Father had an easy charm, a playful smile and a wandering eye. He could tell a fine tale and dance a merry jig. Women loved him. And he could never resist a pretty face. Every time Father got caught out with some other woman, he''d come home and beg Mother to forgive him. She''d cry herself dry and then they''d make up and be as happy as honeymooners. Until the next time. Now, at the ripe old age of fourteen, I''d worked out that Father would have loved Mother more if she''d loved him less.
It was a strange lesson to learn. But at least he didn''t drink all his wages on a Saturday night and come home reeling, like some of the men in our street. Father didn''t beat Mother up and he never laid a hand on his children apart from Jimmy sometimes - and to be fair, Jimmy always deserved it. I was their first child. Nell had come along a year and a half later. Then there were three boys who all died before they were a year old. After that, Jimmy was born, and he was a barrow load of trouble from the moment he saw the light of day. He got into one scrape after another - he was always up to something.

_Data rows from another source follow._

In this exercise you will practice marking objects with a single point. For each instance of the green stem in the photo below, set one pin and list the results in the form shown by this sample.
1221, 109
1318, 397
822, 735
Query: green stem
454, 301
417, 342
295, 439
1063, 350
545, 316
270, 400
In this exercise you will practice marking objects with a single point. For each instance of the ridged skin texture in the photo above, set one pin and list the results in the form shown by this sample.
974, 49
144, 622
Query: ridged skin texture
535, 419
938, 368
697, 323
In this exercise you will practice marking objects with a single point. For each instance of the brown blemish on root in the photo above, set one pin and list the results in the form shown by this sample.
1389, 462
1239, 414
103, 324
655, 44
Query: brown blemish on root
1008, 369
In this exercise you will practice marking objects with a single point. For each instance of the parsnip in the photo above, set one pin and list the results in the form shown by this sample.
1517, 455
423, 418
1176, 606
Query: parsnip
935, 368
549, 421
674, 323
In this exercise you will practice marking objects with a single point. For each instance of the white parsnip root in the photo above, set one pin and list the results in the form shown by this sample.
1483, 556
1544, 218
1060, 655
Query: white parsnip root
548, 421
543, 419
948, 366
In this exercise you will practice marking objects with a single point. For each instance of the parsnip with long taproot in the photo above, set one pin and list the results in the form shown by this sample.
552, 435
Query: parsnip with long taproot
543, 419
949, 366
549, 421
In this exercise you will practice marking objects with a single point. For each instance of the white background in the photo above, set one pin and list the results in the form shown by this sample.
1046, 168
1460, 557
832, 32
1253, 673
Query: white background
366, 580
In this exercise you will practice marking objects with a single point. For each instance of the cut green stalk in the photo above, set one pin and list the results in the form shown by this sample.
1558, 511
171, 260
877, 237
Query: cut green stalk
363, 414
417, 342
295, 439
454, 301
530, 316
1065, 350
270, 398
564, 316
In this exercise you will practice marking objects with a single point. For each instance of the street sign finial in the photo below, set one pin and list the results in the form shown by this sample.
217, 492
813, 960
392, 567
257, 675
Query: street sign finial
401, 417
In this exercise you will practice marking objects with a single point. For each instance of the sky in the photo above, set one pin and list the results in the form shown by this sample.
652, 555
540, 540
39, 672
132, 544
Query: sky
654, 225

He just couldn''t help himself. Then there were three more girls born one after the other in such rapid succession that they got all lumped together as "the little ones". If they''d ever had names of their own, they never got called by them. I grew up watching Mother tear herself apart with love and loss and worry. She was worn as thin as a thread by the time I was old enough to start working at the factory. In lots of ways I was an ignorant, uneducated girl. I could barely read or write. Adding and subtracting numbers made me sweat hot and cold all over.
But I knew one thing for certain: I did not want to follow in my mother''s footsteps. If I was too angry, if my boiling rage put men off? Then good. If I lived and died all alone without a husband and family around me? The peace and quiet would be a blessed relief.